Il sindacato si è opposto al punto nell’accordo: «Sono soltanto delle scorciatoie  come organizzazione riteniamo fondamentale puntare alla stabilizzazione»

AVEZZANO. La Fiom-Cgil ha detto «no» all’accordo di prossimità – che garantisce altri 24 mesi di lavoro a un centinaio di interinali – ma spera in una formazione adeguata dei lavoratori per il futuro di LFoundry. La deroga al Decreto dignità voluta dall’azienda e dalle altre organizzazioni sindacali non è stata sottoscritta dalla Fiom che sia al livello locale, sia al livello nazionale, ha preferito non mettere in atto «una deroga alla legge e ai contratti». Il provvedimento sottoscritto da Fim-Cisl, Uilm-Uil e Fismic permetterà prima a 65 dipendenti (da lunedì) e poi ad altri 35, da fine gennaio, di non lasciare lo stabilimento dove si producono memorie volatili, ma di rimanere per un totale di 36 mesi. «L’accordo di prossimità serve a smontare i diritti inseriti nel Decreto dignità per proseguire nell’utilizzo del personale a tempo determinato», ha precisato Elvira De Sanctis, segretario provinciale Fiom-Cgil, «siamo contrari agli accordi che vadano a derogare le leggi e i contratti. Come in altre occasioni, in LFoundry non c’è stata la possibilità di parlare di altri strumenti come il lavoro stagionale o i contratti part-time.

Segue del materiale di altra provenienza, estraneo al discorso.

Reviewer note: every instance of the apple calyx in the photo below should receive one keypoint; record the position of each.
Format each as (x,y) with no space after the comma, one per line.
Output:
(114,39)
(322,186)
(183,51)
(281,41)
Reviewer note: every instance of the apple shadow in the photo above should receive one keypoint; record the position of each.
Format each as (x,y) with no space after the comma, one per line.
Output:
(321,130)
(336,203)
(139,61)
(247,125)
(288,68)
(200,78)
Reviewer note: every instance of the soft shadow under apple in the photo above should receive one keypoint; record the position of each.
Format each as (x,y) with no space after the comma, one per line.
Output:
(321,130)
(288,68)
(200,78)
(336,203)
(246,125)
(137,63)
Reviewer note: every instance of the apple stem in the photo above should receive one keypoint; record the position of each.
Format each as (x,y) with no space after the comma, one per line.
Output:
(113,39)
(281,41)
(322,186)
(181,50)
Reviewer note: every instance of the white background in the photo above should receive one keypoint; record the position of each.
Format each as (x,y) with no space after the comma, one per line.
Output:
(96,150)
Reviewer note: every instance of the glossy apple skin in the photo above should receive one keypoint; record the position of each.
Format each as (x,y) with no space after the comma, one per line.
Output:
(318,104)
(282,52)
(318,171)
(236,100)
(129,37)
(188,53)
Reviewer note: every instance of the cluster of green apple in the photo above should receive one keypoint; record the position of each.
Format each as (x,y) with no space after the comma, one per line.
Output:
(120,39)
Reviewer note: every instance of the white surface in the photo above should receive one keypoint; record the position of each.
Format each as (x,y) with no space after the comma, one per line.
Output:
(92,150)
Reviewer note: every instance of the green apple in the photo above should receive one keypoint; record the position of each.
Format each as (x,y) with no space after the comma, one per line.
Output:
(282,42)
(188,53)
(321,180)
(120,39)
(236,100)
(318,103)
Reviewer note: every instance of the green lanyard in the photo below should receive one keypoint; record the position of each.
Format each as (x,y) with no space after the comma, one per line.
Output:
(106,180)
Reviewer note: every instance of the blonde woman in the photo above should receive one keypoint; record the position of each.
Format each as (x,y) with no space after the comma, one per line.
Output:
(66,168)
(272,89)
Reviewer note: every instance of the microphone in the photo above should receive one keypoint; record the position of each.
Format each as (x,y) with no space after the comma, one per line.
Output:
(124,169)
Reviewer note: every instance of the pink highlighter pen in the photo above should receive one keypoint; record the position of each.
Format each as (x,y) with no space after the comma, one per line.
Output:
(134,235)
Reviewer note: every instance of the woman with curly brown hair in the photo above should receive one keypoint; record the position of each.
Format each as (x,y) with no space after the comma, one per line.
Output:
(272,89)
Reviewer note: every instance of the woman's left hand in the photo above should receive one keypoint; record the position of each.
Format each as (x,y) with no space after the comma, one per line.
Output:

L’azienda e le altre organizzazioni sindacali volevano solo superare questo tipo di vincolo del Decreto dignità. A nostro avviso sono solo delle scorciatoie e come organizzazione sindacale riteniamo fondamentale puntare alla stabilizzazione». La Fiom-Cgil ha firmato però i restanti punti dell’accordo quadro perché secondo la De Sactis «fanno sì che l’azienda prenda degli impegni».